DevTools clients have a two-way communication with the browser. The client sends commands to the browser and the browser sends both command responses or events to the client.

Remote automation isn’t a core use case of DevTools. Some operations that are common in one case are rare in the other. For example, client-initiated navigation is present in almost all automated tests, but is rare in DevTools.

Nevertheless, low-level control needed when debugging mean it’s possible to write many automation features on top of the DevTools protocol feature set. Indeed in some browsers such as Chrome, the browser-internal message format used to bridge the gap between the WebDriver binary and the browser itself is in fact the DevTools protocol.

This has inevitably led to the question of whether it’s possible to build automation on top of the DevTools protocol directly. With languages offering better support for asynchronous control flow, and modern web applications demanding more low-level control for testing, libraries such as Google’s Puppeteer have taken DevTools protocols and constructed automation-specific client libraries on top.

These libraries support advanced features such as network request interception which are hard to build on top of HTTP-based WebDriver. The typically promise-based APIs also feel more like modern front-end programming, which has made these tools popular with web developers.

Even mainly WebDriver-based tools are adding additional features which can’t be realised through WebDriver alone.
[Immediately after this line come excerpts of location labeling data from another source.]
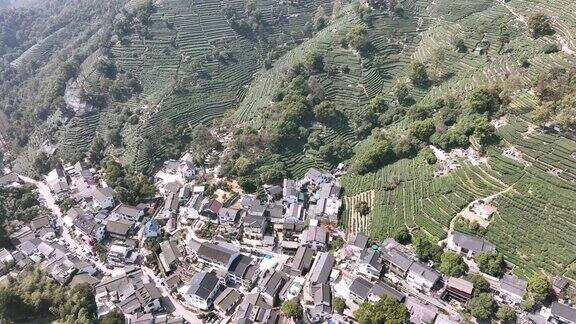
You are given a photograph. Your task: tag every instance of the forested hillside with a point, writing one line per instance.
(288, 85)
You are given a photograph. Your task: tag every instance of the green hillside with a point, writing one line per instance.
(308, 83)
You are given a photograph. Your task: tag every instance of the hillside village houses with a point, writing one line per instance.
(234, 256)
(468, 245)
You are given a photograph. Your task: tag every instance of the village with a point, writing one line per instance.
(203, 253)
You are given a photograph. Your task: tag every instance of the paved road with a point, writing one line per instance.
(74, 246)
(50, 203)
(179, 309)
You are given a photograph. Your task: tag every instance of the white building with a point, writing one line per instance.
(201, 291)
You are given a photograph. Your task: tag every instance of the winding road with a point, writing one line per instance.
(50, 203)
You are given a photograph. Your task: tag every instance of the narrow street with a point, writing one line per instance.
(50, 202)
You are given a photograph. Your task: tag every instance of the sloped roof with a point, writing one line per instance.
(473, 243)
(202, 284)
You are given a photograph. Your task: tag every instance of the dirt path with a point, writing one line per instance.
(488, 198)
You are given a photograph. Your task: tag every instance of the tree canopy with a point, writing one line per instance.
(426, 250)
(452, 264)
(482, 306)
(386, 310)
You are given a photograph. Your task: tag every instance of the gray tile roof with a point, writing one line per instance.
(170, 251)
(361, 287)
(380, 289)
(202, 284)
(240, 265)
(322, 268)
(460, 284)
(473, 243)
(360, 240)
(424, 271)
(127, 210)
(302, 259)
(100, 194)
(400, 260)
(227, 299)
(216, 252)
(563, 312)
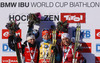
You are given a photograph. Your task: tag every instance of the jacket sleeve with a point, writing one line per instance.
(80, 57)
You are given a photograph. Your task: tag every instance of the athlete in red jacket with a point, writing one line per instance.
(29, 48)
(68, 51)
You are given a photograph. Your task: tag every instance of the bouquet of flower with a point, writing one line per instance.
(34, 19)
(62, 26)
(12, 26)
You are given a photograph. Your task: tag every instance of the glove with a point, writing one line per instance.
(17, 39)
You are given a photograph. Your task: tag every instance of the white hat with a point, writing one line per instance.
(65, 35)
(30, 37)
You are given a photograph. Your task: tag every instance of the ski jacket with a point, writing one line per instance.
(29, 51)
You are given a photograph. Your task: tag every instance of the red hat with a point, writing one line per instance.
(44, 32)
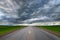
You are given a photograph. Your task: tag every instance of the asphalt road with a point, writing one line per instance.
(30, 33)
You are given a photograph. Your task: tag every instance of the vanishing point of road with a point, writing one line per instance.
(30, 33)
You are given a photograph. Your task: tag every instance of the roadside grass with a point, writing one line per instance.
(52, 28)
(7, 29)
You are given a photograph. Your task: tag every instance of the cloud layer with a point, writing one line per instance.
(29, 11)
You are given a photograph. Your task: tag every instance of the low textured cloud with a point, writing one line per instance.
(20, 11)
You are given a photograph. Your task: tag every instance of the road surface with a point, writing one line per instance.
(30, 33)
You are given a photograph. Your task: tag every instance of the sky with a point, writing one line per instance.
(29, 11)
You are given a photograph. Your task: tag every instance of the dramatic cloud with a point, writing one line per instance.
(29, 11)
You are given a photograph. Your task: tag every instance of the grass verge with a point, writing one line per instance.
(7, 29)
(52, 29)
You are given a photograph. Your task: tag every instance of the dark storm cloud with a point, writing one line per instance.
(29, 11)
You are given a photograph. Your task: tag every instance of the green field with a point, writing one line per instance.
(7, 29)
(52, 28)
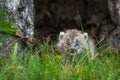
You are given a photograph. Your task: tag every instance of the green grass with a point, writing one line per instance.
(45, 64)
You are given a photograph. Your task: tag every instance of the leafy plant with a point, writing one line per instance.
(5, 26)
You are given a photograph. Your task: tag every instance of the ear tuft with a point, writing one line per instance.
(61, 35)
(85, 35)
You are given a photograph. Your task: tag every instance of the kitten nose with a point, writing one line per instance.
(72, 50)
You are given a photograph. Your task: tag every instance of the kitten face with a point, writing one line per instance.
(72, 41)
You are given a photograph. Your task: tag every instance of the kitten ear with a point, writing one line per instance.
(61, 35)
(85, 36)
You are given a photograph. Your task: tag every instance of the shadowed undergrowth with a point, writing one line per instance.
(45, 64)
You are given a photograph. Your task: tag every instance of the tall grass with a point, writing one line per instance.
(45, 64)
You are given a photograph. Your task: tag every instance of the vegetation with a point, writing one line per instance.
(45, 64)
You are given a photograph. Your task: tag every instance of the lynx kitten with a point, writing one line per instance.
(75, 42)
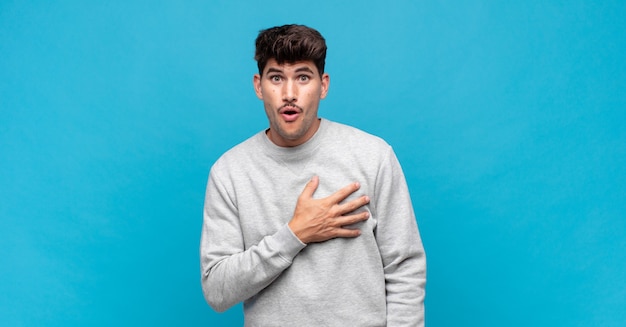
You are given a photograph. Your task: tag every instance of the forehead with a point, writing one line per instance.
(290, 67)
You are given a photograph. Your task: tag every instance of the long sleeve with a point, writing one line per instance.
(231, 273)
(404, 259)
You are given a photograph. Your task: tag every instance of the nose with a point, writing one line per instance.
(290, 91)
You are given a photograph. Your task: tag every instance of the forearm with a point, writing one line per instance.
(405, 286)
(228, 279)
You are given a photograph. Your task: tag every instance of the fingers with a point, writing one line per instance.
(351, 219)
(344, 192)
(310, 187)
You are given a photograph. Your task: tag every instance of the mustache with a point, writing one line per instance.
(290, 106)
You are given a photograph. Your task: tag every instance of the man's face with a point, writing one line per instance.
(291, 93)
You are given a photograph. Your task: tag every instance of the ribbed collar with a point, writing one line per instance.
(296, 152)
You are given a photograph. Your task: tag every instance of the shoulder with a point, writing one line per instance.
(355, 137)
(238, 155)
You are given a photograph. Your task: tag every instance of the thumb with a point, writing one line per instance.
(310, 187)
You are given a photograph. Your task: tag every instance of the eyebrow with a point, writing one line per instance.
(298, 70)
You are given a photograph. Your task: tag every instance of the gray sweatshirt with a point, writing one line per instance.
(249, 254)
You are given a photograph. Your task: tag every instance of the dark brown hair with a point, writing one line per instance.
(290, 43)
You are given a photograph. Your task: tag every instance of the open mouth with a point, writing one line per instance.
(290, 113)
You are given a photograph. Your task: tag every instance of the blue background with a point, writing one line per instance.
(508, 119)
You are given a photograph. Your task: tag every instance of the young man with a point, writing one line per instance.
(309, 222)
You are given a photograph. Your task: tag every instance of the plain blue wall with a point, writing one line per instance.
(508, 120)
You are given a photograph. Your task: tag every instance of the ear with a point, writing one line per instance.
(256, 82)
(325, 85)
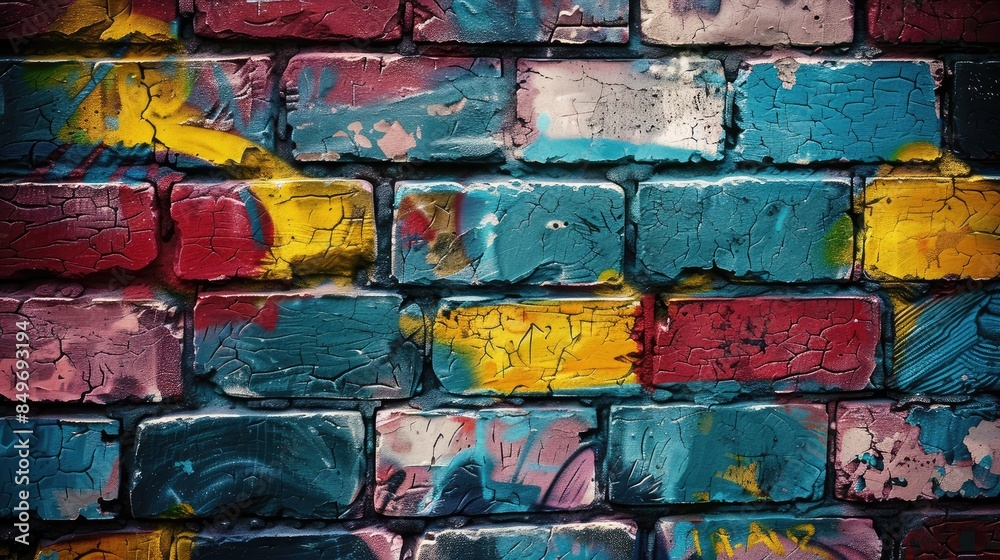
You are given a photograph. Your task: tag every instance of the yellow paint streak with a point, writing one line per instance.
(319, 226)
(535, 347)
(932, 228)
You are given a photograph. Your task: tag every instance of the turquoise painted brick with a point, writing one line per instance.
(800, 110)
(736, 453)
(302, 465)
(72, 466)
(508, 232)
(772, 229)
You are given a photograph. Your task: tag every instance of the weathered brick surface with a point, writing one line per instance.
(75, 229)
(768, 536)
(616, 110)
(774, 229)
(844, 109)
(738, 22)
(322, 20)
(784, 344)
(300, 465)
(931, 21)
(273, 229)
(97, 348)
(975, 115)
(394, 108)
(485, 346)
(534, 21)
(71, 469)
(508, 232)
(597, 540)
(487, 461)
(737, 453)
(309, 344)
(931, 228)
(922, 452)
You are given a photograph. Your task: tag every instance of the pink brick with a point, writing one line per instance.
(73, 230)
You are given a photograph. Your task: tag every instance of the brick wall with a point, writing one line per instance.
(486, 279)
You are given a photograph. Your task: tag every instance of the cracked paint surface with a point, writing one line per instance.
(300, 465)
(932, 21)
(521, 21)
(804, 110)
(931, 228)
(772, 229)
(735, 453)
(753, 537)
(448, 462)
(73, 466)
(747, 22)
(394, 108)
(486, 346)
(617, 110)
(920, 453)
(309, 345)
(94, 349)
(954, 537)
(76, 229)
(975, 114)
(947, 343)
(273, 229)
(187, 112)
(323, 20)
(768, 343)
(132, 21)
(508, 232)
(595, 540)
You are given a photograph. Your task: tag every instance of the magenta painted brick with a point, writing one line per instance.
(448, 462)
(932, 21)
(74, 229)
(321, 20)
(921, 452)
(784, 344)
(96, 348)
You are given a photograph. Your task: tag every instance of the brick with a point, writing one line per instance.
(766, 343)
(71, 469)
(975, 116)
(542, 347)
(737, 22)
(947, 342)
(283, 544)
(845, 110)
(273, 229)
(931, 228)
(736, 453)
(508, 232)
(319, 20)
(188, 112)
(923, 452)
(595, 540)
(98, 348)
(933, 21)
(617, 110)
(301, 465)
(394, 108)
(962, 537)
(75, 229)
(536, 21)
(486, 461)
(767, 536)
(309, 344)
(772, 229)
(132, 21)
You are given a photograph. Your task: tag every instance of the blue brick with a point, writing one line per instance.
(804, 110)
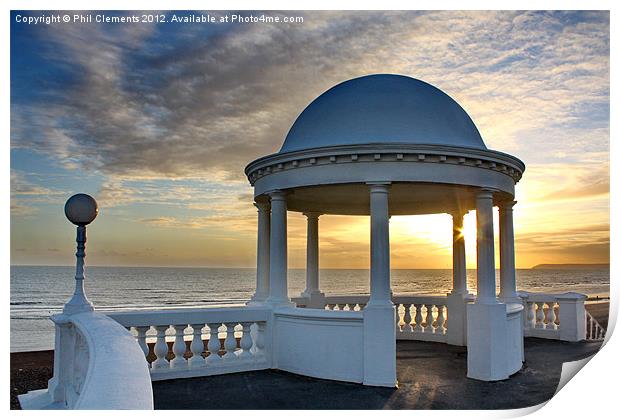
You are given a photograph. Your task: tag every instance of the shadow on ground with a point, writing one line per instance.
(430, 375)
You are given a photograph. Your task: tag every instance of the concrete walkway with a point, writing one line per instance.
(431, 376)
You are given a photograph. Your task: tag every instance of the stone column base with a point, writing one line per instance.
(493, 350)
(380, 346)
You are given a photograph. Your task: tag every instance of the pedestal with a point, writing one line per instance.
(380, 346)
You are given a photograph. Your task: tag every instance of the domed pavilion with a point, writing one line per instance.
(383, 145)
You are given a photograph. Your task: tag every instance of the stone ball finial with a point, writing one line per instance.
(81, 209)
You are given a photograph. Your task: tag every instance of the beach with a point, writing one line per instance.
(31, 370)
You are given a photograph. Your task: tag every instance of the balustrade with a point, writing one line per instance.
(560, 317)
(235, 341)
(418, 317)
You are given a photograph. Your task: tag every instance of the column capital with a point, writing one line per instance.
(458, 214)
(263, 206)
(379, 187)
(506, 205)
(485, 193)
(312, 214)
(277, 195)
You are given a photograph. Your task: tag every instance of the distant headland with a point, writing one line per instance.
(570, 266)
For example some of the new features in Selenium 4, such as access to console logs and better support for HTTP Authentication, require bidirectional communication, and will initially only be supported in browsers which can speak Chrome’s DevTools protocol.

DevTools Difficulties

Although using DevTools for automation is appealing in terms of the feature set, it’s also fraught with problems.

DevTools protocols are browser-specific and can expose a lot of internal state that’s not part of the Web Platform. This means that libraries using DevTools features for automation are typically tied to a specific rendering engine.

They are also beholden to changes in those engines; the tight coupling to the engine internals means DevTools protocols usually offer very limited guarantees of stability.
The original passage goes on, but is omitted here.